But it did unfold he's other mqa files...
Maybe the file name path isnt mqa at end?
Like .flac / .wav / .mp3 ?
There has to be a mismatch of something the dap is being picky?
-- Summary --
Thank you for the replies. You were right, its just the DAP being picky (but kind of in a good way) about the tags. Its not the naming convention, its the metadata within the file.
I'm putting this all up here in case someone with the same issue comes across this.
After some digging it appears there is either an error in the tagging of this MQA album or its being miss-sold and the MQA process that prevents shops from altering a file to 'up-sample to sell' is working.
In this instance I believe that the file has been miss tagged by accident and I've contacted the online store I've purchased it from to see if I can get this resolved. I'll update if they respond.
-- Detail --
So it appears that Sony Walkmans MQA system is very reliant on the Tagging of a file, MQA files have a tag stating what its original sample rate is. This and other data is protected in the file from any tampering (probably by a hash key, but I'm not entirely sure) which is one of the 'selling' points of MQA over FLAC. Other MQA players (my friend has a few and he has tested the album on it) initially play the file as FLAC and then detect its a MQA and the DAC switches to 96kHz sampling playback, but DACs don't read the tags (from what I understand), but DAPs need to which enables the album/artist view etc.

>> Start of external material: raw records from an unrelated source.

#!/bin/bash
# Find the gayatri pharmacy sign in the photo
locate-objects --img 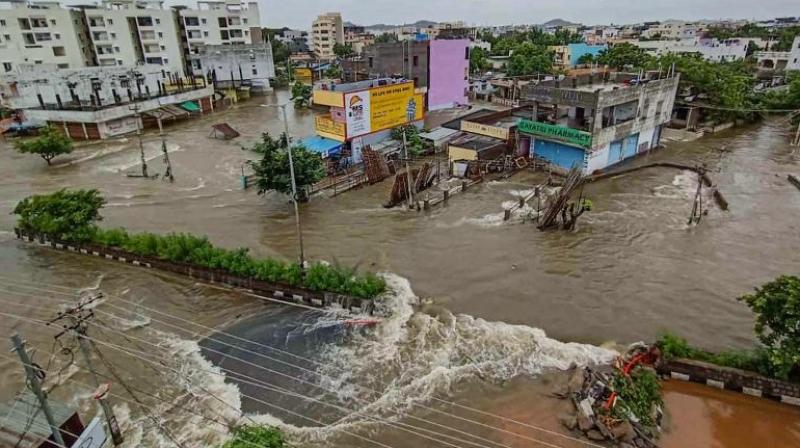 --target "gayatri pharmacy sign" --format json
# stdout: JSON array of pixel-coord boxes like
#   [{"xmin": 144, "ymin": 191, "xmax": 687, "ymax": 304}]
[{"xmin": 518, "ymin": 120, "xmax": 592, "ymax": 148}]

While it might seem straight forward changing this to 96kHz, this completely removes the MQ
A. The file detects its been tampered with and is no longer recognised as an MQA; its lost its
Authentication.
I did change the original sample rate tag and my walkman as well as Audivarna no longer recognised the file as an MQA, just a regular FLAC file. Fortunately I tested it on a copy vs my original download.
My other MQA files all have the correct tag for 'Original Sample Rate' and are therefore unpacked correctly by the Walkman.
Sony might be able to patch this reliance on metadata tags, but its not really their fault. The file should have been tagged correctly. Or, as I said before hand, this album is being miss-sold.
Also as promised, here is the spectrum-analysis read out of the MQA files;
N.B. this is recorded on a Focurite 8i6 ports 1+2 via a cable from the walkmans 3.5mm headphone port. Min/Max amps altered just to make it visually obvious at glance.
There is quite a clear cut off at 20kHz on the Pink Floyds album vs the Mozart one that goes up to 88kHz (and probably above, I was sampling at 196kHz 32bit).
So: The walkman is correctly reading the Pink Floyd as an MQA, but only at 44.1kHz. So I'm still getting the other benefits of MQA, Higher transient response, A to D and D to A profiling and lower digital distortion etc etc... Just not the high frequency spectrum.
If I hear back from the store I bought the Pink Floyd album from, or find anything changes, I will post an update.